A joint National Patient Safety Alert has been issued by NHS England’s National Patient Safety team together with the Royal Pharmaceutical Society, Royal College of Physicians and Royal College of General Practitioners. The alert warns that some electronic prescribing and medicines administration (EPMA) systems have incorrectly recorded patients’ penicillin allergies as penicillamine allergies.
This recording error creates a serious safety risk: a person known to be allergic to penicillin could be prescribed a penicillin antibiotic and suffer a potentially fatal anaphylactic reaction. Penicillamine is an entirely different medicine, used for conditions such as Wilson’s disease and some cases of severe active rheumatoid arthritis, while penicillin describes a group of broad‑spectrum antibiotics.
Required actions for primary and secondary care organisations include: setting up multidisciplinary working groups to identify patients affected by the error; clinically reviewing and correcting allergy records; introducing additional safeguards through staff training and updated processes; and working with digital system suppliers to build technical mitigations in EPMA systems. These actions must be completed within 12 months.

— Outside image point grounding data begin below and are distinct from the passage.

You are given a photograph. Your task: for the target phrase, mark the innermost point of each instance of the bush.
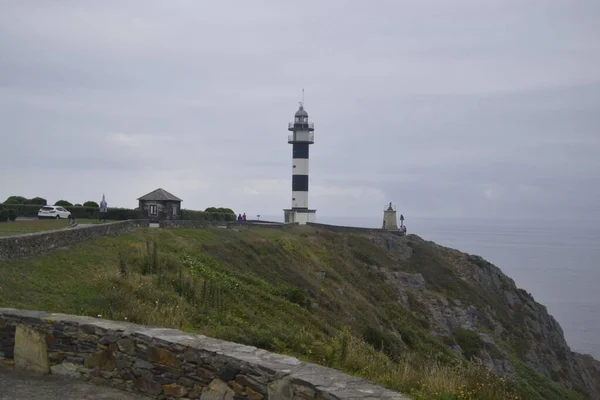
(12, 215)
(12, 201)
(15, 200)
(36, 201)
(206, 216)
(219, 210)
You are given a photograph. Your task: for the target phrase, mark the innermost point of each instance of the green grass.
(265, 287)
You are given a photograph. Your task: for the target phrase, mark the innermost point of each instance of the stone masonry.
(166, 363)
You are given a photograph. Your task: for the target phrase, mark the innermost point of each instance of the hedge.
(26, 210)
(206, 216)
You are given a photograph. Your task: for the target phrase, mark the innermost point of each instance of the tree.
(12, 215)
(38, 201)
(15, 200)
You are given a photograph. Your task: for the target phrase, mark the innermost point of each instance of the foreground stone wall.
(32, 244)
(166, 363)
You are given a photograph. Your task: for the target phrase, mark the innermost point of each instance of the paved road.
(18, 386)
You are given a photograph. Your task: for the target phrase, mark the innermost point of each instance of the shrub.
(15, 200)
(206, 216)
(36, 201)
(12, 215)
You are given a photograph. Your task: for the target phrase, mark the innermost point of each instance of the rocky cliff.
(405, 313)
(459, 293)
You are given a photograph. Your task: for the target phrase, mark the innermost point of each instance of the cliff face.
(459, 293)
(400, 311)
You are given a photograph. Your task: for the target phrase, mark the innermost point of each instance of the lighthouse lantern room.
(301, 138)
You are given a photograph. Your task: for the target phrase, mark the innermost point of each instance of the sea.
(558, 262)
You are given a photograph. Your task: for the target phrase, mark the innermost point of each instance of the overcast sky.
(446, 108)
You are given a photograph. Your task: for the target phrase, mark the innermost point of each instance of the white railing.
(310, 125)
(310, 138)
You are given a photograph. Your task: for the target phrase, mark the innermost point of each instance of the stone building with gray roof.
(159, 205)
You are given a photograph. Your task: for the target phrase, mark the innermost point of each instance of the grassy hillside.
(323, 297)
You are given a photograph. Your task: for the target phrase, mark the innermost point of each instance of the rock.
(280, 390)
(413, 281)
(148, 386)
(237, 388)
(103, 359)
(253, 395)
(485, 338)
(174, 390)
(126, 346)
(205, 374)
(196, 392)
(252, 383)
(162, 356)
(217, 390)
(141, 364)
(31, 352)
(65, 369)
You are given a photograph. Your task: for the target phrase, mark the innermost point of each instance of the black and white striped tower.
(302, 136)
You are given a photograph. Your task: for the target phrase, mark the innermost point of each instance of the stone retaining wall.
(175, 224)
(222, 224)
(32, 244)
(166, 363)
(341, 228)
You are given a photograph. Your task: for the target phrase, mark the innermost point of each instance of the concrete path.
(18, 386)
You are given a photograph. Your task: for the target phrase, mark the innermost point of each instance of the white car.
(55, 212)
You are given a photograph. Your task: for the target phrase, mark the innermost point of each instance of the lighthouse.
(301, 138)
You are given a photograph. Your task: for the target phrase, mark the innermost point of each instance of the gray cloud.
(453, 109)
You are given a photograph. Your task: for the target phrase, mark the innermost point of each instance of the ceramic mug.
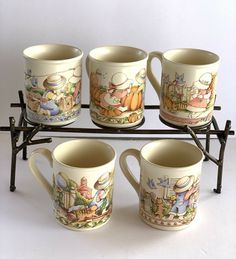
(52, 83)
(187, 90)
(82, 185)
(117, 77)
(168, 189)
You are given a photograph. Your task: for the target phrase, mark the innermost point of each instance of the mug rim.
(114, 154)
(27, 55)
(91, 55)
(174, 141)
(216, 57)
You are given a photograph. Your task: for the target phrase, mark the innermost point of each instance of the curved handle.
(156, 85)
(37, 173)
(125, 168)
(87, 65)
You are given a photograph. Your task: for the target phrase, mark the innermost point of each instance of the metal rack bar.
(30, 131)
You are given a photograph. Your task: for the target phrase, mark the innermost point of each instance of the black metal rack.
(29, 131)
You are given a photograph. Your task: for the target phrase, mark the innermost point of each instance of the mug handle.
(126, 170)
(37, 173)
(87, 65)
(155, 83)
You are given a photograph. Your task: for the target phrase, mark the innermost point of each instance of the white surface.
(150, 25)
(28, 228)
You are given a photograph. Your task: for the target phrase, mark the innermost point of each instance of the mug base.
(165, 228)
(134, 125)
(52, 124)
(176, 126)
(83, 229)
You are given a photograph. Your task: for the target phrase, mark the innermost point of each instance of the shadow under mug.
(187, 89)
(82, 185)
(168, 189)
(53, 84)
(117, 76)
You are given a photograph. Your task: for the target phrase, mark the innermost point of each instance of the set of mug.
(117, 77)
(83, 170)
(83, 182)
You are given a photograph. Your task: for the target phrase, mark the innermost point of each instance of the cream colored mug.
(168, 188)
(187, 89)
(53, 83)
(82, 182)
(117, 76)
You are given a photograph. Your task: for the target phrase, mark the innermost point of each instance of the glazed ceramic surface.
(169, 182)
(187, 90)
(82, 185)
(53, 83)
(117, 77)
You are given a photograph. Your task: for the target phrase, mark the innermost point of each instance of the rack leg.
(24, 154)
(208, 138)
(223, 140)
(14, 151)
(13, 171)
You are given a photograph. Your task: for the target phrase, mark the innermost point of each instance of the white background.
(150, 25)
(27, 226)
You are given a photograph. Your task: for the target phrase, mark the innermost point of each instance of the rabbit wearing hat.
(184, 188)
(201, 97)
(119, 87)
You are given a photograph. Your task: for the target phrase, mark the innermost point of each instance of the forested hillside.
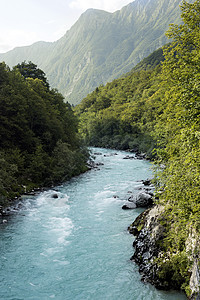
(122, 113)
(38, 137)
(159, 109)
(100, 46)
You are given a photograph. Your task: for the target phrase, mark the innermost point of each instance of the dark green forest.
(39, 143)
(156, 109)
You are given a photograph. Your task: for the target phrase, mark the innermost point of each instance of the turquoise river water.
(76, 246)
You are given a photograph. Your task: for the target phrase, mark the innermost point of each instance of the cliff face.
(157, 265)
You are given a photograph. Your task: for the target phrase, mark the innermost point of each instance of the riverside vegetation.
(100, 46)
(156, 109)
(39, 140)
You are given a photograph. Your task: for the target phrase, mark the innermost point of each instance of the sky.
(24, 22)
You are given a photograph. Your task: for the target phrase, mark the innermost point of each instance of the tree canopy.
(158, 109)
(39, 143)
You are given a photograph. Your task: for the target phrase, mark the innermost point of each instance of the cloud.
(108, 5)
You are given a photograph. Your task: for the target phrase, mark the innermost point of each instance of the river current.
(71, 242)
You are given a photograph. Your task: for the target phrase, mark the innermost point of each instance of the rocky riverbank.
(161, 268)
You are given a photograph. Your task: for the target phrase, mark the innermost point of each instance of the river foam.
(71, 242)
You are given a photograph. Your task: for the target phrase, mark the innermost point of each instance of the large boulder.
(144, 199)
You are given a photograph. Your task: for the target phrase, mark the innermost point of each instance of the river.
(71, 242)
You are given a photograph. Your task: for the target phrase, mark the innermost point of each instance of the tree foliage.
(159, 108)
(37, 129)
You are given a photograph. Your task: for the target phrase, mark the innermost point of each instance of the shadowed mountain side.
(100, 46)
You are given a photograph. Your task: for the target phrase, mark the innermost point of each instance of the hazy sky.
(23, 22)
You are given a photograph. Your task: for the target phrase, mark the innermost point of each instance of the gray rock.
(129, 205)
(143, 200)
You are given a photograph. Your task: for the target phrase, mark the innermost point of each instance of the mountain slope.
(100, 46)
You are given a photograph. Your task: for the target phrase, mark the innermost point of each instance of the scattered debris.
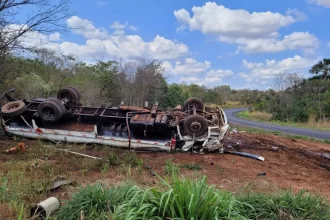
(244, 154)
(58, 183)
(20, 148)
(73, 152)
(274, 148)
(45, 208)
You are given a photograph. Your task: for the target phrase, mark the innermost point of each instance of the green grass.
(281, 134)
(171, 168)
(189, 199)
(254, 117)
(192, 166)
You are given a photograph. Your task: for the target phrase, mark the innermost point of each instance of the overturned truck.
(191, 127)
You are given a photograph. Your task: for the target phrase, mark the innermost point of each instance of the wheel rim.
(195, 126)
(12, 107)
(48, 114)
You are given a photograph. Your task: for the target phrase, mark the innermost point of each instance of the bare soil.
(289, 164)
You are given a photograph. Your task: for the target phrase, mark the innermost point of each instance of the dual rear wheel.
(50, 111)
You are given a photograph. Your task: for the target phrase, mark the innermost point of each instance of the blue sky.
(240, 43)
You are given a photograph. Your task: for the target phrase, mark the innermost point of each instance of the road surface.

Patients do not need to act immediately. Routine safety practice remains essential: healthcare professionals should always confirm allergy status before prescribing or administering medicines. Clinicians or other healthcare staff may contact patients identified as affected to review and update their records.
This notice is issued as a National Patient Safety Alert. The NHS National Patient Safety team was the first national body accredited to issue such alerts by the former National Patient Safety Alerting Committee, whose functions now sit with the National Patient Safety Committee. Alerts must meet national thresholds and standards and are developed with input from patients, frontline staff and subject experts to ensure clear, practical actions for safety‑critical issues.
The National Patient Safety Committee expects provider organisations to have systems, planning and executive oversight in place to coordinate and complete required actions. Failure to comply could result in regulatory action by the Care Quality Commission. National Patient Safety Alerts are distributed rapidly to providers through the Central Alerting System (CAS).